For Russia-loving Crimeans, and Russians as a whole, Crimea back with the Motherland is a geopolitical, national security and national pride fait accompli. It also helps that Russia has done more for Crimea in four years than Ukraine did in six decades.”
Pepe, the above quote — if it goes viral — will have your name way up on the Zionazis’ list of enemy fake news entrepreneurs, mind you. Don’t let your rock-solid truthfulness turn you arrogant /sarc off/
” A gripping description of Crimea! But the description of the US theft of Kiev and Odessa does not tell the real story of the US theft of it in 2014! The US copying the Nazi belief: People are not allowed to think for themselves nor to legally be able to decide for themselves! Only We the Exceptional can decide!” As US Pompeo and Bolton still say to this day that the US will punish Crimea voluntarily leaving Ukraine by punishing Russia,,,for being Russia!

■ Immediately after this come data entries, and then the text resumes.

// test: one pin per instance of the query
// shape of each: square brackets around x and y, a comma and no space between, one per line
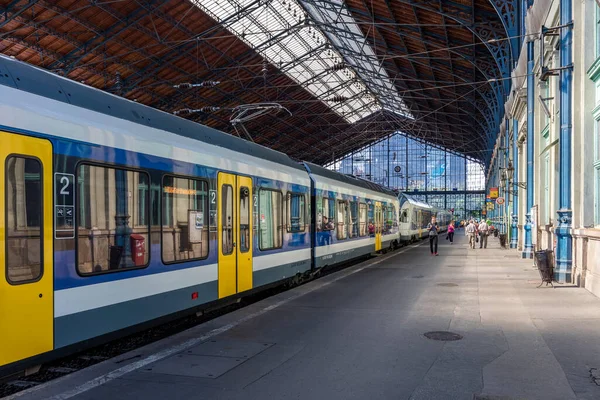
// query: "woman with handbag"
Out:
[433,229]
[450,235]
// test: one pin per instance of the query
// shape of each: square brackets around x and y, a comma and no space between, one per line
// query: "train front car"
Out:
[117,216]
[352,217]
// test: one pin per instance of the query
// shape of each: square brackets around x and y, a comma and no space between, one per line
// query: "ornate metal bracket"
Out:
[552,31]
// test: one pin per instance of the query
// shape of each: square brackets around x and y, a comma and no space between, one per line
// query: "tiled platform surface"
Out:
[358,334]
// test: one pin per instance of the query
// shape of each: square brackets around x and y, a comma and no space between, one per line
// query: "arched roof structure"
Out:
[350,72]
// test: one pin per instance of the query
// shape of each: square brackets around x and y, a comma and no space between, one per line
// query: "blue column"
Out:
[514,238]
[528,246]
[506,202]
[565,243]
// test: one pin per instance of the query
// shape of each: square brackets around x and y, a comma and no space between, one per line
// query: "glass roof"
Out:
[340,70]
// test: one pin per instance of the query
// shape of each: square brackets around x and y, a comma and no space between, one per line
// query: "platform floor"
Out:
[358,334]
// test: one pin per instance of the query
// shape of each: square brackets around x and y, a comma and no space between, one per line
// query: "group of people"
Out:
[477,232]
[434,230]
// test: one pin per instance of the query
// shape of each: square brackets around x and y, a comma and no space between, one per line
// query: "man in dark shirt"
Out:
[433,229]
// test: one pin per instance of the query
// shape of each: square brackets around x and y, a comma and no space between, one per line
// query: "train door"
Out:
[26,282]
[234,211]
[378,221]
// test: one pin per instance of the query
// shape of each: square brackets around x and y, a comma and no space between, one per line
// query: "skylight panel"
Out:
[277,29]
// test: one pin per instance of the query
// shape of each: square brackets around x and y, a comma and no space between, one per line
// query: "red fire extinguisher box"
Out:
[138,249]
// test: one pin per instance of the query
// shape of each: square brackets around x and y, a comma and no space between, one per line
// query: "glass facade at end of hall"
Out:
[428,173]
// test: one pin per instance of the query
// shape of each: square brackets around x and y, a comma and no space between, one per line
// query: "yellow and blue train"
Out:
[115,216]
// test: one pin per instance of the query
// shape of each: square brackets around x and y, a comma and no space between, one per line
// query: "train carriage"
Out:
[352,217]
[416,215]
[116,214]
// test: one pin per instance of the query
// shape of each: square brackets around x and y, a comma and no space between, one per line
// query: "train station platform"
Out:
[360,334]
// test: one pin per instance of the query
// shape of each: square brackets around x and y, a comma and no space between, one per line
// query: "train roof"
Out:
[25,77]
[349,179]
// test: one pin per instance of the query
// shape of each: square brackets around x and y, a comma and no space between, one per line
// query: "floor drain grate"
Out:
[443,336]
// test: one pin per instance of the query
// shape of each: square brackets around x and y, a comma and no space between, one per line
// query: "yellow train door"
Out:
[378,226]
[244,249]
[234,210]
[26,281]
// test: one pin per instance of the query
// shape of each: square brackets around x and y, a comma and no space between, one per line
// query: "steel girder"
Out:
[490,101]
[492,31]
[186,50]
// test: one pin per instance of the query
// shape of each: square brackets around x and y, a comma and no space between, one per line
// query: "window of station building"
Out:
[24,216]
[184,219]
[295,208]
[353,219]
[112,233]
[342,223]
[363,219]
[270,210]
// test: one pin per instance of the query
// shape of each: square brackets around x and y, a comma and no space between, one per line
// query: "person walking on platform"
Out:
[433,229]
[470,231]
[451,232]
[483,232]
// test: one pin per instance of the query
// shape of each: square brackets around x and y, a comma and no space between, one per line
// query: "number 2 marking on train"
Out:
[65,182]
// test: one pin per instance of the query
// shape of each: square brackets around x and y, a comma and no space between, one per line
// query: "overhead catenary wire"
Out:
[279,87]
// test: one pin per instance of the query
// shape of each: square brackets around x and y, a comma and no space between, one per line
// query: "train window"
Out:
[110,233]
[328,211]
[363,219]
[342,222]
[244,219]
[227,218]
[184,219]
[295,211]
[389,219]
[270,209]
[24,214]
[353,218]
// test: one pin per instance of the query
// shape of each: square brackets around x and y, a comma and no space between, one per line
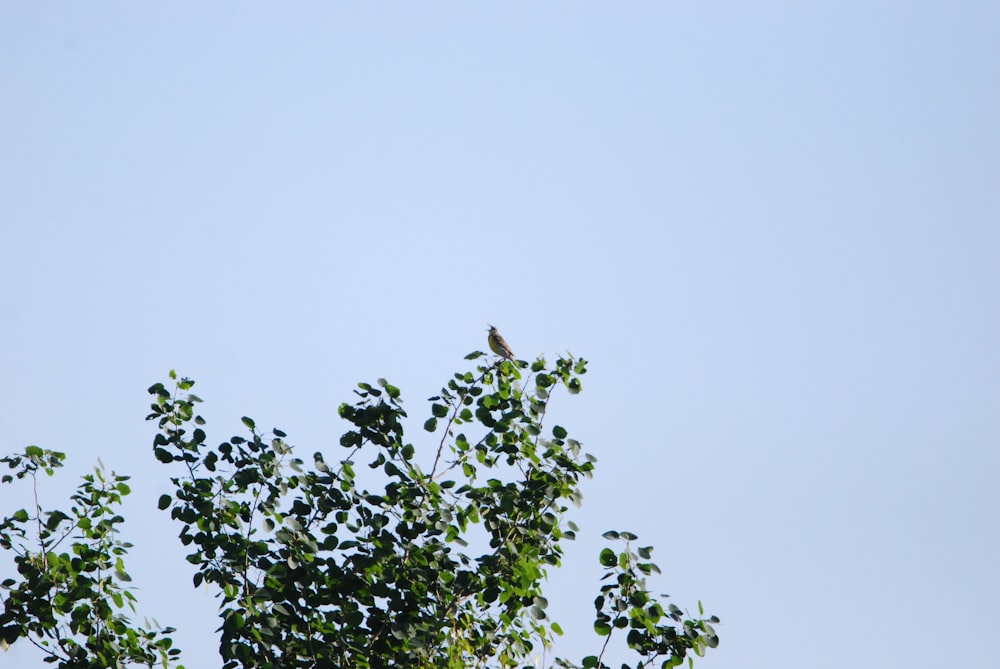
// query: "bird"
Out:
[498,345]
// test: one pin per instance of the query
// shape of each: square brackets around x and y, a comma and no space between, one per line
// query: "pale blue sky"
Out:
[773,227]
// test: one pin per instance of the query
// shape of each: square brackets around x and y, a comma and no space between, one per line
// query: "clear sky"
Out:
[773,227]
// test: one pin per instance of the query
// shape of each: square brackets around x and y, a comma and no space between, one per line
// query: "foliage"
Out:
[383,555]
[70,603]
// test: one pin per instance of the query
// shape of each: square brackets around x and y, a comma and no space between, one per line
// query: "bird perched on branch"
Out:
[498,345]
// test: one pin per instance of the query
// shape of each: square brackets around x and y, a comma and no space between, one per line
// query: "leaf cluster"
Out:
[71,597]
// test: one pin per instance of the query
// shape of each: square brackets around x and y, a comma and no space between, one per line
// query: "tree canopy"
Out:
[377,556]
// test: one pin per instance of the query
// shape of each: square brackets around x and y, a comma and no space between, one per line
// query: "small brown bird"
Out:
[498,345]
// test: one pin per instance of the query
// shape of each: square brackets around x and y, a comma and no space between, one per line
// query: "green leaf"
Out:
[608,558]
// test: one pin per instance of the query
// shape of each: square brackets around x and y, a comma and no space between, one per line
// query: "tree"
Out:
[432,559]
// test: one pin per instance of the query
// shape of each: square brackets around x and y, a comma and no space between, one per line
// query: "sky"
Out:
[772,227]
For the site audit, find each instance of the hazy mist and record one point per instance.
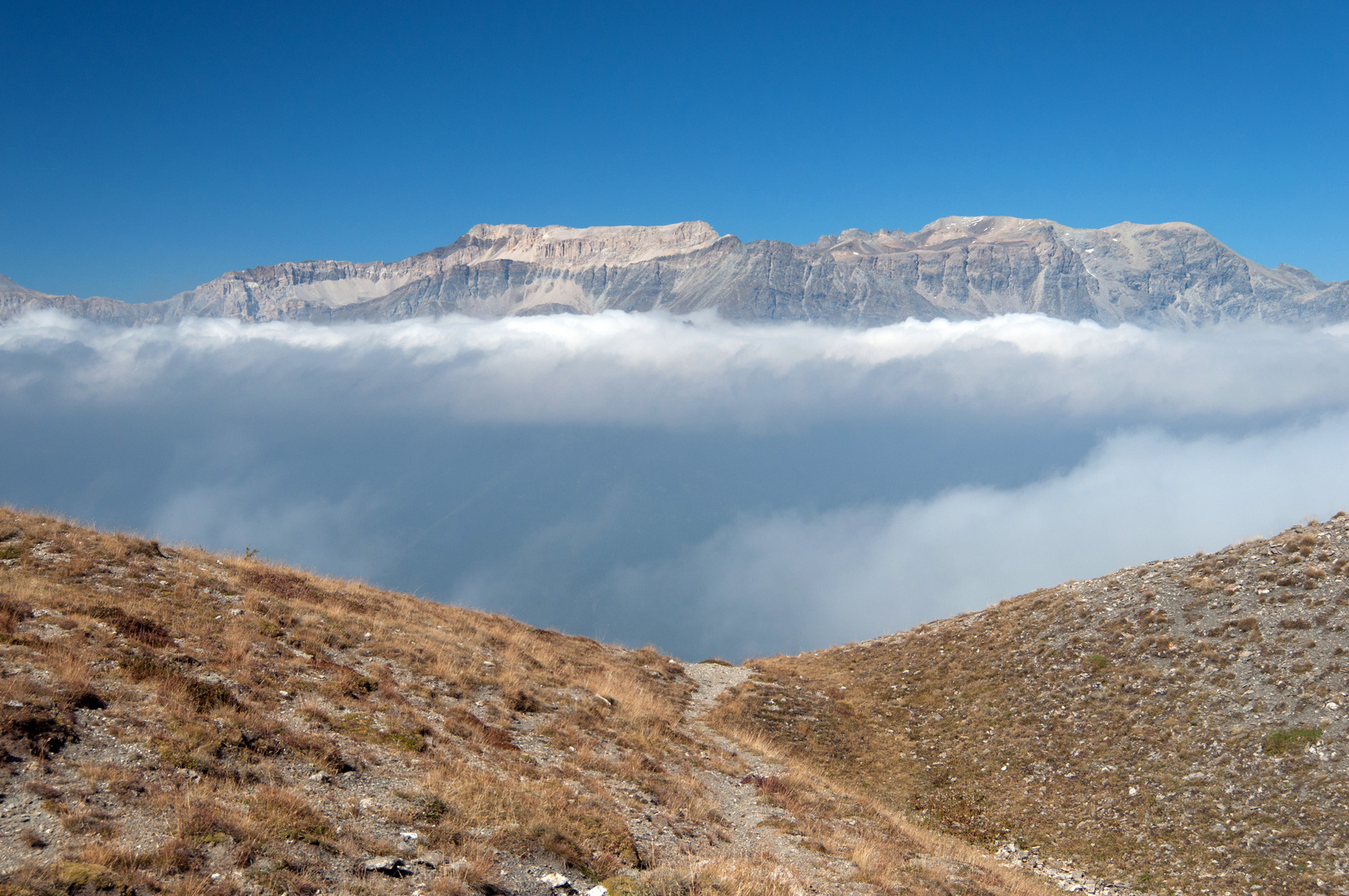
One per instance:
(709, 487)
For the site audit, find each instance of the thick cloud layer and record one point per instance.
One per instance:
(710, 487)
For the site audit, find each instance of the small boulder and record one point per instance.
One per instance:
(390, 865)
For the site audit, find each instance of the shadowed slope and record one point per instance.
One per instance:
(1176, 725)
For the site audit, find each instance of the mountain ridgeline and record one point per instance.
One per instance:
(957, 269)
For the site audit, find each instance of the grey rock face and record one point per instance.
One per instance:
(956, 267)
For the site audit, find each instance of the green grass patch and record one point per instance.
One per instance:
(1288, 740)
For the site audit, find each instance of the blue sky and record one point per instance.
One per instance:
(150, 148)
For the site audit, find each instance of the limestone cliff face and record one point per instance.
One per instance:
(956, 267)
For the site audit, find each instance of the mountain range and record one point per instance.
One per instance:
(956, 267)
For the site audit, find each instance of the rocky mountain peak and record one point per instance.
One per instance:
(957, 267)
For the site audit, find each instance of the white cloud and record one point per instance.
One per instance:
(659, 370)
(793, 581)
(709, 486)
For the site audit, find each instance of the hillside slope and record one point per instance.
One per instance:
(956, 267)
(1178, 726)
(173, 721)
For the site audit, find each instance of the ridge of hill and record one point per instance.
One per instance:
(957, 267)
(177, 721)
(1181, 726)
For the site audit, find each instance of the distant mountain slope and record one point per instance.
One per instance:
(956, 267)
(1181, 726)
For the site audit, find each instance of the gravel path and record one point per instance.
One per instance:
(753, 822)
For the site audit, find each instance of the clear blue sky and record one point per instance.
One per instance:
(148, 149)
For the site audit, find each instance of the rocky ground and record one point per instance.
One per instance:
(1176, 726)
(178, 721)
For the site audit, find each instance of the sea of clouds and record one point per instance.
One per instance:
(710, 487)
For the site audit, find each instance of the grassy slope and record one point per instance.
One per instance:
(177, 721)
(1174, 726)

Crimea never wanted to be forced to interact with the insane Ukraine Nazis as they would have had to had they remained Ukrainian. Every Russian Federation family has lost at least one member during WW11, Crimea was
hungered after by the Nazis too. The US will never get it, never.
US has no knowledge of actual war since the US Civil war, Rus-land does.
Thanks Pepe…A very nice read !
It reminds me of reading some of my father’s old National Geographic magazines from the late 70s and early 80s.